Having fought his way through this spell, Elgar survived a testing period against Ashwin just before lunch, getting beaten twice in 10 balls, with India unsuccessfully reviewing for caught-behind on one occasion. Soon after lunch, Elgar stepped out and drove Ashwin back over his head - perhaps the shot of an anxious batsman looking to hit his tormentor off his length - but the next time he tried stepping out, he didn't reach the pitch of the ball and ended up stabbing a catch to silly point.

This was India's best period of play all day, with Ashwin finding dip and bounce at one end and Ishant bowling tightly at the other. These two couldn't keep bowling forever, however, and South Africa soon returned to free-scoring ways, with Amla turning the clock back with the wristwork on his flicks and back-foot punches. It took a change of angle for India to effect their next breakthrough, Markram edging Ashwin behind when he went around the wicket. The ball, angled across Markram, didn't spin back as much as he expected, but it was the length that did him, pinning him awkwardly to the crease - rather than going neither forward nor back, he was trying to do both at the same time - and making him jab away from his body.

AB de Villiers was busy right from the time he came in, unveiling the reverse-sweep to pick up a boundary off Ashwin when he was still in single figures, but there was a touch of looseness to his game as well. A jab away from his body at Bumrah resulted in an inside-edge that nearly trickled onto his stumps, and when he tried the same shot against Ishant after tea, he chopped on for 20. The ball had begun to keep low every now and then and this was a shot he could have avoided.
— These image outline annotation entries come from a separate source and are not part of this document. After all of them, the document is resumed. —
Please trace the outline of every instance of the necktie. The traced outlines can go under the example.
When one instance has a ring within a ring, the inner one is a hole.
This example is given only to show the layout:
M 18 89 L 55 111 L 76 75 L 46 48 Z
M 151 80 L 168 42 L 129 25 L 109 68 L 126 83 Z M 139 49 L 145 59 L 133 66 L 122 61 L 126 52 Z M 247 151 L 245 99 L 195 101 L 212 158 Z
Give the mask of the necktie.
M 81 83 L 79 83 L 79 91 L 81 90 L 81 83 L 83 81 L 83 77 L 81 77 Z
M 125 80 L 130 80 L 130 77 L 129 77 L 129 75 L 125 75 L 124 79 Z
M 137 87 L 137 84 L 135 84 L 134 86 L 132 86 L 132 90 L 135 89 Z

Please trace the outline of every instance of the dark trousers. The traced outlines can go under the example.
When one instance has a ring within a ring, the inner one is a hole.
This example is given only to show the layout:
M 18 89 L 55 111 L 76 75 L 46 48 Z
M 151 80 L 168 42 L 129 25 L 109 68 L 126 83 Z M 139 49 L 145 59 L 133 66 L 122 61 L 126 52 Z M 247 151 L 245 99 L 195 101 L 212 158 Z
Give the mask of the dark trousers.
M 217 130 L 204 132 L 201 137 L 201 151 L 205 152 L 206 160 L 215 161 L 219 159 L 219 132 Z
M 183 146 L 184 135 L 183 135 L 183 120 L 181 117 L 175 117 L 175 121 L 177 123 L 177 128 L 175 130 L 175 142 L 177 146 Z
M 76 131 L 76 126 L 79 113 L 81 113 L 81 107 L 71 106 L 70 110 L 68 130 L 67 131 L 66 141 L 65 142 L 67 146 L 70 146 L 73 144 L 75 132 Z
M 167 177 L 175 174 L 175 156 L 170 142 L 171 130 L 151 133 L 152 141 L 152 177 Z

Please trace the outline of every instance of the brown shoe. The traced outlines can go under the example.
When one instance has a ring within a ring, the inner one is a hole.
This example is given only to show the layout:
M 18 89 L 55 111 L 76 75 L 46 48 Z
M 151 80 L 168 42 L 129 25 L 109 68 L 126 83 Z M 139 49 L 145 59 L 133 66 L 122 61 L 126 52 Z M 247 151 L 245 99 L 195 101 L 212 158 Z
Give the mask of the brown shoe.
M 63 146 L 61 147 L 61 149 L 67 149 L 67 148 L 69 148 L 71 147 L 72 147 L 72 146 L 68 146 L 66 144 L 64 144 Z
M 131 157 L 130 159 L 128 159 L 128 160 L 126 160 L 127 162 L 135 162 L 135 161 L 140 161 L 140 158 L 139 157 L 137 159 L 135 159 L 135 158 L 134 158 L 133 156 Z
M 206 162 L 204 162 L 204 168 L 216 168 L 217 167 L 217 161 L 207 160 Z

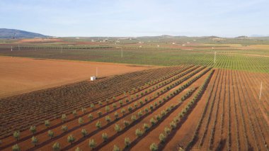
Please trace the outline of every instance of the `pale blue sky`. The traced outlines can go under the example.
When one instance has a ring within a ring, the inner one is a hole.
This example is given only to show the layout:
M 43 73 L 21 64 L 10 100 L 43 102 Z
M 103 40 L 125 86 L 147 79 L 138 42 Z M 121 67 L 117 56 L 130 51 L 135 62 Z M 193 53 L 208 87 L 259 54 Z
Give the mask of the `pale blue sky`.
M 0 0 L 0 28 L 55 36 L 269 35 L 269 0 Z

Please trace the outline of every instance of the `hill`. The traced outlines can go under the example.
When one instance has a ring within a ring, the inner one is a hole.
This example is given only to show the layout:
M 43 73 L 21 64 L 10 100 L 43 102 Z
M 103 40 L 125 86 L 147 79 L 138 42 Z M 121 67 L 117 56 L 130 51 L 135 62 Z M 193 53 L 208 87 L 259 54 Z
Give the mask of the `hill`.
M 16 29 L 0 28 L 0 38 L 45 38 L 47 35 Z

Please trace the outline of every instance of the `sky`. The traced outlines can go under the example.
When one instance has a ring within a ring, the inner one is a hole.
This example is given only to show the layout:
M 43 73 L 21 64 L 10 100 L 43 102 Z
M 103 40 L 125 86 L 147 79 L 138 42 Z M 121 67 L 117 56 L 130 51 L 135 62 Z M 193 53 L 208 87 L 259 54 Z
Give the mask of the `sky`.
M 0 28 L 52 36 L 269 35 L 269 0 L 0 0 Z

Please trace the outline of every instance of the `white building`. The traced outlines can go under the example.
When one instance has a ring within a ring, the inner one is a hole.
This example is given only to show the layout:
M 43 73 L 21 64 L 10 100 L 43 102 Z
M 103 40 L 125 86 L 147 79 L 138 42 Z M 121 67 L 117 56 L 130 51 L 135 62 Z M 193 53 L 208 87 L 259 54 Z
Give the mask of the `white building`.
M 91 77 L 91 81 L 94 81 L 96 79 L 96 77 L 94 77 L 94 76 Z

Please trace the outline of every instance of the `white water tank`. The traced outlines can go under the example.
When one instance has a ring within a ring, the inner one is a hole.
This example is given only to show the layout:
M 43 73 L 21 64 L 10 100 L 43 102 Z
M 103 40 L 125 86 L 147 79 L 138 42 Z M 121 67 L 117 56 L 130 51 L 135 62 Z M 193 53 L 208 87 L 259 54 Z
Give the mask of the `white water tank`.
M 91 81 L 94 81 L 96 79 L 96 77 L 91 77 Z

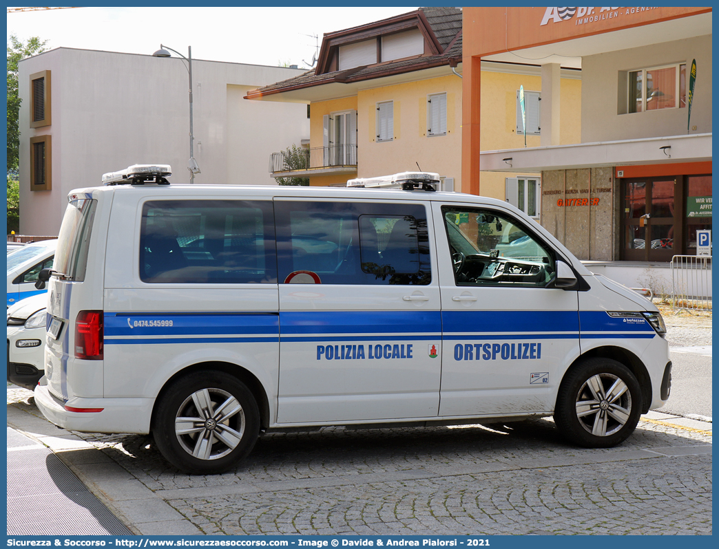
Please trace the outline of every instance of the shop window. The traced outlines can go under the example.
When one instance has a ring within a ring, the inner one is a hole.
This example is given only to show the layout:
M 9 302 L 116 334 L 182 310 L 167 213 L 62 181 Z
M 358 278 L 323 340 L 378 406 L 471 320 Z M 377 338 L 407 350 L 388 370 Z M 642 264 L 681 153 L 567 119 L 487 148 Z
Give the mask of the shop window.
M 52 188 L 51 145 L 51 136 L 30 138 L 30 190 L 50 190 Z
M 682 177 L 625 180 L 621 259 L 670 261 L 681 254 Z
M 505 200 L 530 217 L 539 217 L 539 180 L 533 177 L 507 177 Z
M 631 70 L 628 75 L 628 112 L 687 106 L 687 65 L 669 65 Z
M 527 135 L 541 135 L 539 126 L 539 109 L 541 93 L 539 91 L 524 91 L 524 118 Z M 524 135 L 524 124 L 522 123 L 522 106 L 519 101 L 519 90 L 517 90 L 517 135 Z
M 50 126 L 50 71 L 30 75 L 30 127 Z

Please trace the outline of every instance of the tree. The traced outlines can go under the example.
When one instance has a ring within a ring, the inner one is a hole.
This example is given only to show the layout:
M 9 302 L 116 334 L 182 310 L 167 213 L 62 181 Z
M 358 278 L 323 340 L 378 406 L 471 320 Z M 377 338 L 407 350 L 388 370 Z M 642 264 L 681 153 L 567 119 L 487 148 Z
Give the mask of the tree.
M 17 169 L 19 164 L 20 129 L 18 119 L 20 112 L 20 96 L 17 85 L 18 64 L 25 57 L 42 53 L 47 48 L 47 40 L 40 40 L 37 36 L 27 42 L 10 34 L 7 47 L 7 167 Z
M 287 147 L 282 156 L 283 170 L 306 170 L 309 167 L 309 151 L 306 149 L 293 144 L 291 148 Z M 275 177 L 275 180 L 279 185 L 306 187 L 310 184 L 309 177 Z

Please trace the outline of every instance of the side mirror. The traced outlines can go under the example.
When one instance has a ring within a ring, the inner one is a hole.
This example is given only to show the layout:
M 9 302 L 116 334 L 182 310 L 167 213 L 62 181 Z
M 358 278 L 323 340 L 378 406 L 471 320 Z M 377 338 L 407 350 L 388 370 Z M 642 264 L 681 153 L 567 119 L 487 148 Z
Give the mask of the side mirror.
M 55 272 L 50 267 L 43 269 L 37 274 L 37 281 L 35 282 L 35 287 L 38 290 L 45 290 L 45 282 L 50 280 L 50 275 Z
M 554 279 L 554 287 L 572 288 L 577 284 L 577 277 L 572 267 L 563 261 L 557 262 L 557 278 Z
At that point, though, South Africa were still in too dominant a position to worry unduly. Amla was looking at his serene best, putting Shami away disdainfully when he kept dropping short in a brief post-tea spell, driving Ashwin against the turn with a twirl of his wrists, and, on 79, keeping out a shin-high shooter from Bumrah as if it was a perfectly normal delivery. Just when he looked set to coast to a century and beyond, however, a moment's hesitation brought India roaring back to life.